Ini Penjelasan Lengkapnya…
Kapolresta Samarinda, Kombes Pol Hendri Umar, menjelaskan bahwa penyisihan 5 persen tersebut merupakan prosedur hukum yang wajib dilakukan.
“Dalam proses penyidikan, kami wajib menyisihkan sebagian kecil barang bukti narkotika, yaitu sekitar 5 persen, untuk keperluan pembuktian di pengadilan nanti. Sisanya, sebanyak 95 persen dimusnahkan setelah mendapat penetapan resmi dari Kejaksaan,” terang Hendri saat memimpin kegiatan pemusnahan.
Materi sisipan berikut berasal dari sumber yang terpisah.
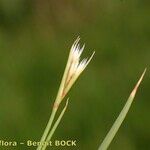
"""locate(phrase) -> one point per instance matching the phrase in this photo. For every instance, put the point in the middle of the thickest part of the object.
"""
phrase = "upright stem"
(46, 131)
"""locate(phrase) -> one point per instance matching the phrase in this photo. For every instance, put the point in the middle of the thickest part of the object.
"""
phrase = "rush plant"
(73, 70)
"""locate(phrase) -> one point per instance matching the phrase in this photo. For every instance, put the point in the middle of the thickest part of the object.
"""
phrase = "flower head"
(74, 66)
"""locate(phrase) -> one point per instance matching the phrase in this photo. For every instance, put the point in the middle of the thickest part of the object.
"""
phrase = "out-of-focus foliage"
(35, 38)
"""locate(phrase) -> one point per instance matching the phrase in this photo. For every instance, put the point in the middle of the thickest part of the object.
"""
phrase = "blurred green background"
(35, 38)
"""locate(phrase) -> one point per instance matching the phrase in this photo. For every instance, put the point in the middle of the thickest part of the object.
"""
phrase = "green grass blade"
(109, 137)
(55, 125)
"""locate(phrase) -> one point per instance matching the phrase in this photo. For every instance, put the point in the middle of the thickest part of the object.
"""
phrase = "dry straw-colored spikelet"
(74, 68)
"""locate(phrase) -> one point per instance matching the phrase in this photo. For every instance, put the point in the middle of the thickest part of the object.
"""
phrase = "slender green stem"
(55, 125)
(46, 131)
(112, 132)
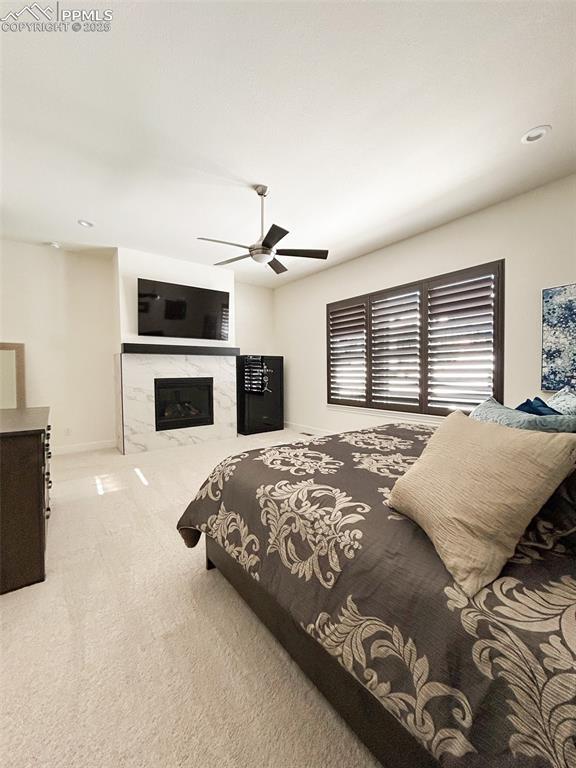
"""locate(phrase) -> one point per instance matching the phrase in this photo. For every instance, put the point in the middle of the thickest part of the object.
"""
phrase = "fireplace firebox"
(183, 403)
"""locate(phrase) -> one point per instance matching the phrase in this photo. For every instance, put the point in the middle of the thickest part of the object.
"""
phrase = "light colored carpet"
(132, 655)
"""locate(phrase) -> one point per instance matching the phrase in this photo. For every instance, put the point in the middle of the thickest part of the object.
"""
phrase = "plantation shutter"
(347, 352)
(432, 346)
(395, 348)
(461, 339)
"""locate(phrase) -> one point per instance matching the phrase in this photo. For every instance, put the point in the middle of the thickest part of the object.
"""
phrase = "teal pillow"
(492, 410)
(537, 407)
(564, 401)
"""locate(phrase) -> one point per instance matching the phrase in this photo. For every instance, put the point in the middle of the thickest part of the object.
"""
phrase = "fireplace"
(183, 403)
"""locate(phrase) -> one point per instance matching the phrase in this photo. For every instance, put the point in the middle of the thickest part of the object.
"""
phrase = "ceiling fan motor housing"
(260, 254)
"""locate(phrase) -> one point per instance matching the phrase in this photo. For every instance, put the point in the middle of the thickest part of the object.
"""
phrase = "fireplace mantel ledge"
(177, 349)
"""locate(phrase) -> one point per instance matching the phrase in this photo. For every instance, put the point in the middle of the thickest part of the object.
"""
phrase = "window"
(427, 347)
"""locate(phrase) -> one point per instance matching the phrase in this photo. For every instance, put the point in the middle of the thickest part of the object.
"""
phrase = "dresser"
(24, 495)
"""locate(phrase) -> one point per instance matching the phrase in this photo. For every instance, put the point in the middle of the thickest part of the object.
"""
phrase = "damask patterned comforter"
(488, 681)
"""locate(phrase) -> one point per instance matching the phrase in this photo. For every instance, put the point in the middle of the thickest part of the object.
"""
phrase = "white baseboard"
(386, 417)
(82, 447)
(307, 428)
(390, 417)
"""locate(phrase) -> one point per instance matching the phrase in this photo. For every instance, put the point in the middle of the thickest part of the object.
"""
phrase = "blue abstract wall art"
(558, 337)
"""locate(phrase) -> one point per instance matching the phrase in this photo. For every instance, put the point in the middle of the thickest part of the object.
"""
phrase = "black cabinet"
(260, 393)
(24, 495)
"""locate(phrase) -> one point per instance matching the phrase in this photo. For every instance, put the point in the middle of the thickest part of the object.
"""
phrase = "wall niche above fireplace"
(181, 403)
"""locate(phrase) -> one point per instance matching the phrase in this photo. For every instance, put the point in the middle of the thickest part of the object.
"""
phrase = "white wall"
(60, 304)
(535, 233)
(134, 264)
(255, 332)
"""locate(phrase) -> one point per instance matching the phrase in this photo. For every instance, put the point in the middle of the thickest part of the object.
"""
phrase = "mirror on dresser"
(12, 376)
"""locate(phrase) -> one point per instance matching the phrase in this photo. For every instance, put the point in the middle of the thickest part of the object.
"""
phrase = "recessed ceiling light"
(535, 134)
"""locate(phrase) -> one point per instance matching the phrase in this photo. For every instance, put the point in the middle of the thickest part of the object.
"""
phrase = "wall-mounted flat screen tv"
(183, 311)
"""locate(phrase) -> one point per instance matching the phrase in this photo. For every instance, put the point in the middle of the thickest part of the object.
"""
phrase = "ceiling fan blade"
(277, 266)
(307, 253)
(223, 242)
(229, 261)
(273, 236)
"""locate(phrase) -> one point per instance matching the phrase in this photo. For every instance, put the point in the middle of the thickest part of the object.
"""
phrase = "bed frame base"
(388, 741)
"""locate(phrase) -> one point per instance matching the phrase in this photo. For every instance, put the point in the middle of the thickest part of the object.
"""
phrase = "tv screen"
(183, 311)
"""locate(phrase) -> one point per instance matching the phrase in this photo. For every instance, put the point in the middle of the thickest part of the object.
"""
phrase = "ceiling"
(370, 122)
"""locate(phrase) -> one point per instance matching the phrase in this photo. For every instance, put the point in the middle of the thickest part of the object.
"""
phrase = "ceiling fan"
(264, 250)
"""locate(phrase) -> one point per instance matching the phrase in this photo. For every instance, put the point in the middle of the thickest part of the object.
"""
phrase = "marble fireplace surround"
(136, 372)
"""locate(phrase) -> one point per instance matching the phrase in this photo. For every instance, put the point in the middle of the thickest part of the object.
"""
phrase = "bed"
(358, 596)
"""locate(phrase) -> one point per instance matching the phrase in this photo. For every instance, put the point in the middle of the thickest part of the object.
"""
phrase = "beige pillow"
(475, 489)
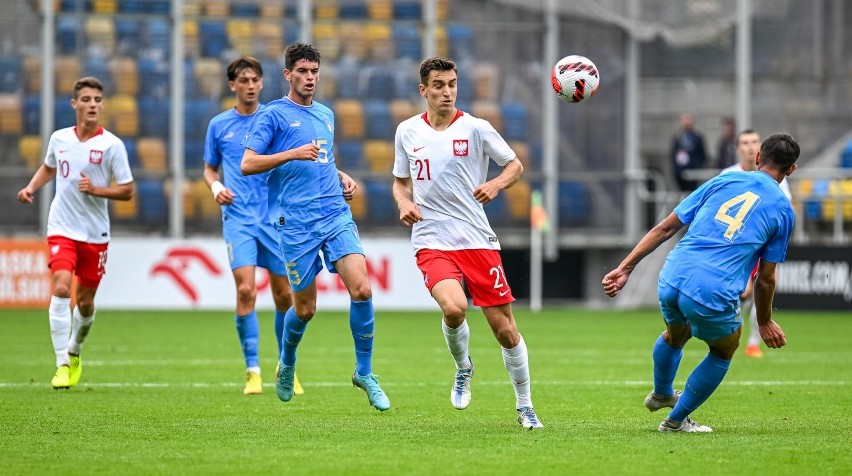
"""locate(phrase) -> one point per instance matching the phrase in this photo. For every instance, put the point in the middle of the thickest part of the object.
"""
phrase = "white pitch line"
(566, 383)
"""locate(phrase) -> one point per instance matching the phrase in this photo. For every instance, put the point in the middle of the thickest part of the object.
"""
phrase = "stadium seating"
(574, 203)
(379, 156)
(11, 114)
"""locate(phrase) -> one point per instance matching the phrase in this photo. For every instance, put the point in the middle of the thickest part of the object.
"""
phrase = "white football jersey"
(445, 168)
(785, 186)
(103, 158)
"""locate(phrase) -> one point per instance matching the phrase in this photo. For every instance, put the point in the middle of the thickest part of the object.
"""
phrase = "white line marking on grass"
(308, 384)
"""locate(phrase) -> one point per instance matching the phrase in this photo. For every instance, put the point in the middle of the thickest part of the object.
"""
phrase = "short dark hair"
(781, 149)
(243, 63)
(435, 63)
(743, 132)
(87, 82)
(300, 51)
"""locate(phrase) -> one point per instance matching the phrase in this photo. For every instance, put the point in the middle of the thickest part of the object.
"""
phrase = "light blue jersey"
(223, 147)
(250, 238)
(733, 219)
(300, 191)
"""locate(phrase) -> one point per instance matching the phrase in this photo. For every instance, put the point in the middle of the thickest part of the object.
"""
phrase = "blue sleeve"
(687, 209)
(261, 132)
(775, 250)
(212, 155)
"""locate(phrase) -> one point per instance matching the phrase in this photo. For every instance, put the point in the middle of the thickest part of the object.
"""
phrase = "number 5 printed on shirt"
(735, 212)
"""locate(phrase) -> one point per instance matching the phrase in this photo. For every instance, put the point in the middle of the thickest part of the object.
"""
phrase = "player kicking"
(748, 143)
(734, 220)
(85, 160)
(439, 186)
(293, 138)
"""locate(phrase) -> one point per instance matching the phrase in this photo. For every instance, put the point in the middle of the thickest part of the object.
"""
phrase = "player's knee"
(246, 294)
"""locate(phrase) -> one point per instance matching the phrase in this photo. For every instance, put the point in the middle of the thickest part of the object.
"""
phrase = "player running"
(439, 186)
(85, 160)
(734, 220)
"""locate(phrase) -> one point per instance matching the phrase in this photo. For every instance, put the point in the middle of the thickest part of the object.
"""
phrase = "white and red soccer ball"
(575, 78)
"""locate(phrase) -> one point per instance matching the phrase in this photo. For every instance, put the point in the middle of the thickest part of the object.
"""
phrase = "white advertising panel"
(195, 274)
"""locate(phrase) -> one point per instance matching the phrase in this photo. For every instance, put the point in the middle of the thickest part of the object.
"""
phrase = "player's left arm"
(508, 177)
(350, 186)
(615, 280)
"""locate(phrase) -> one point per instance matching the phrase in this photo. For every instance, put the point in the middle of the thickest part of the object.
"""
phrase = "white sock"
(519, 372)
(80, 326)
(753, 329)
(458, 340)
(59, 314)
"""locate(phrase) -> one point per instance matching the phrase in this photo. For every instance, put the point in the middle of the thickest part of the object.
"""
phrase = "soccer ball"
(575, 78)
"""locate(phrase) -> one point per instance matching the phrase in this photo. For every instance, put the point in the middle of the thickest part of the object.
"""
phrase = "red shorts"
(86, 260)
(482, 271)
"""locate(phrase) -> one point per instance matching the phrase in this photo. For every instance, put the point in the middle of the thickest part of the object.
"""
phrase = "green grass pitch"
(161, 393)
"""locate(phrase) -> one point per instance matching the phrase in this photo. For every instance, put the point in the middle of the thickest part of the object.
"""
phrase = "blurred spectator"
(727, 144)
(688, 153)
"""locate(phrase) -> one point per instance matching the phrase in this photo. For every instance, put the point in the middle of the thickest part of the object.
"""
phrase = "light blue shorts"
(253, 245)
(301, 246)
(707, 324)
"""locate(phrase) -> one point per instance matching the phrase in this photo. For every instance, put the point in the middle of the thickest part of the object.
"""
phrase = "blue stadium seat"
(349, 155)
(153, 117)
(32, 114)
(846, 156)
(407, 42)
(407, 10)
(128, 36)
(352, 9)
(574, 203)
(378, 120)
(132, 154)
(132, 6)
(67, 29)
(460, 41)
(152, 201)
(214, 38)
(153, 77)
(380, 204)
(11, 73)
(514, 117)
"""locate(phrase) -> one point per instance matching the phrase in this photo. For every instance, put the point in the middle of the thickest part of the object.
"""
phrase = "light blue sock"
(279, 329)
(248, 330)
(666, 362)
(294, 328)
(700, 385)
(361, 324)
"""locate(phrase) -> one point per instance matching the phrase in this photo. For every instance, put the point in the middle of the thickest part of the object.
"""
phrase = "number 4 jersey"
(445, 168)
(733, 219)
(103, 158)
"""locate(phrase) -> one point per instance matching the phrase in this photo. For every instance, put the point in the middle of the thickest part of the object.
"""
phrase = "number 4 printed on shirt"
(735, 223)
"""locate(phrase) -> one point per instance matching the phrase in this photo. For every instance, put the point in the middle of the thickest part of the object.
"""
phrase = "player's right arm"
(43, 175)
(764, 291)
(409, 213)
(617, 278)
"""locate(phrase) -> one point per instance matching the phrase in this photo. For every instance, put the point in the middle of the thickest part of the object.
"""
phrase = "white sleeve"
(400, 161)
(494, 145)
(50, 155)
(119, 164)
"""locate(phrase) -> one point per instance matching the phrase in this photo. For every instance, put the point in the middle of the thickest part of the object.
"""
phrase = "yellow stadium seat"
(11, 117)
(488, 110)
(350, 118)
(379, 155)
(29, 147)
(518, 199)
(152, 154)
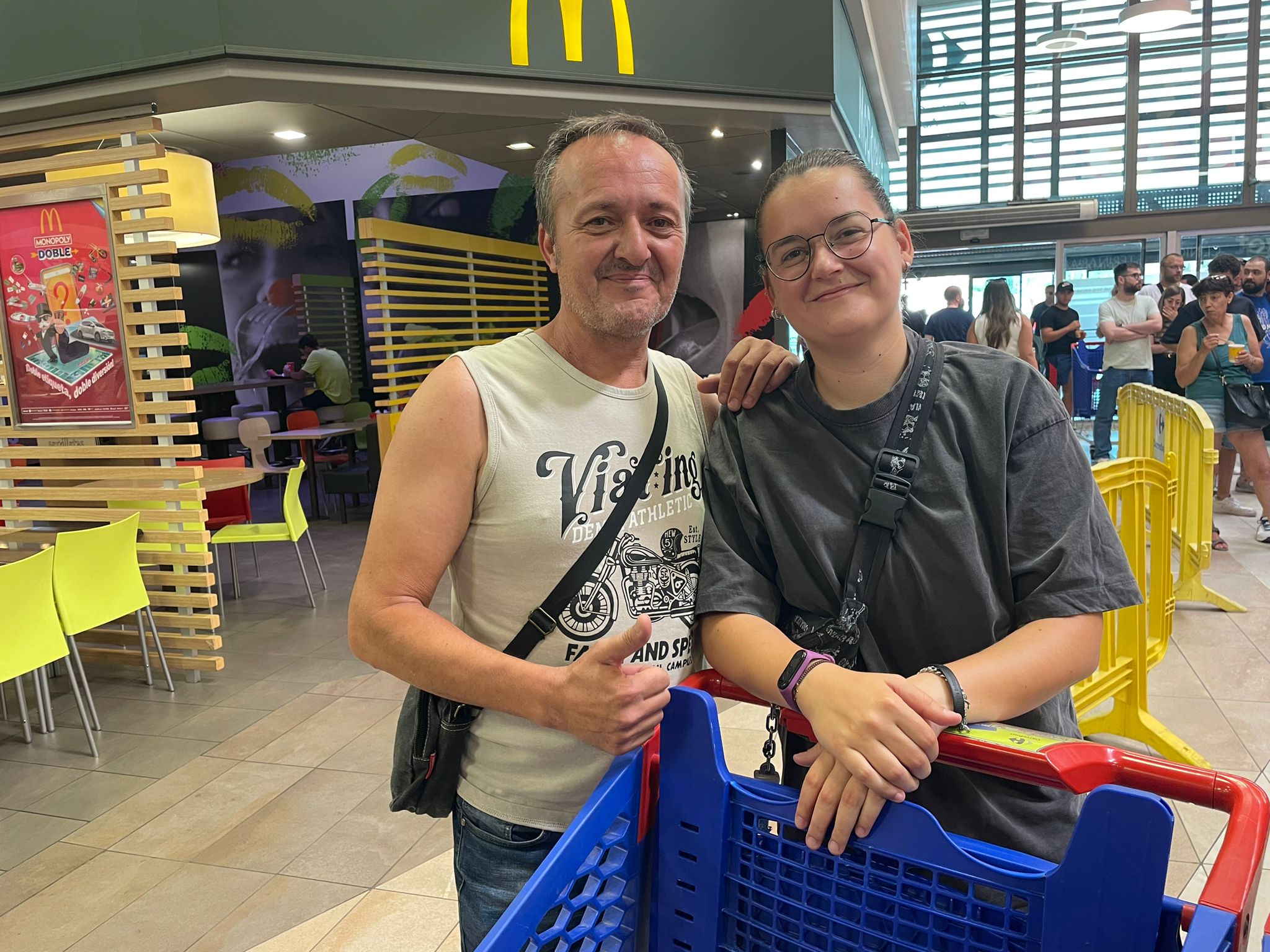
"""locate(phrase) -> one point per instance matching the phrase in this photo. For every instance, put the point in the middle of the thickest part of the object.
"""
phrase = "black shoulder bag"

Proses penghancuran sabu dilakukan dengan cara diblender, dan dilaksanakan secara terbuka di hadapan para tersangka serta perwakilan dari Kejaksaan Negeri Samarinda, BNN Samarinda, dan pihak terkait lainnya. Tujuannya? Agar proses pemusnahan berjalan transparan dan akuntabel.
13 Tersangka, 8 Laporan Polisi
Kapolresta merinci bahwa barang bukti sabu yang dimusnahkan merupakan hasil pengungkapan dari 8 laporan polisi (LP), yang terdiri dari:
- 5 LP ditangani oleh Satresnarkoba Polresta Samarinda
- 3 LP ditangani oleh Unit Reskrim Polsek Sungai Kunjang
Dari rangkaian kasus tersebut, polisi telah menetapkan 13 orang sebagai tersangka. Seluruh tersangka turut dihadirkan dalam proses pemusnahan sebagai bagian dari transparansi penegakan hukum.
“Pemusnahan ini adalah bagian dari bentuk tanggung jawab kami kepada publik, bahwa barang bukti yang dimusnahkan benar-benar narkotika hasil tangkapan, bukan barang pengganti atau replika,” tegas Hendri.
Pemusnahan Rutin, Perang Melawan Narkoba Jalan Terus
Kombes Hendri menambahkan bahwa kegiatan pemusnahan barang bukti narkoba akan terus dilakukan secara berkala dan terbuka, sebagai bagian dari komitmen Polresta Samarinda dalam memutus mata rantai peredaran narkotika di wilayahnya.
“Kami pastikan setiap langkah penanganan kasus narkoba dilakukan dengan tegas, transparan, dan sesuai prosedur hukum yang berlaku,” tutupnya.
🔍 Fakta Penting:
- Total sabu dimusnahkan: 2.025 gram (sekitar 2 kg)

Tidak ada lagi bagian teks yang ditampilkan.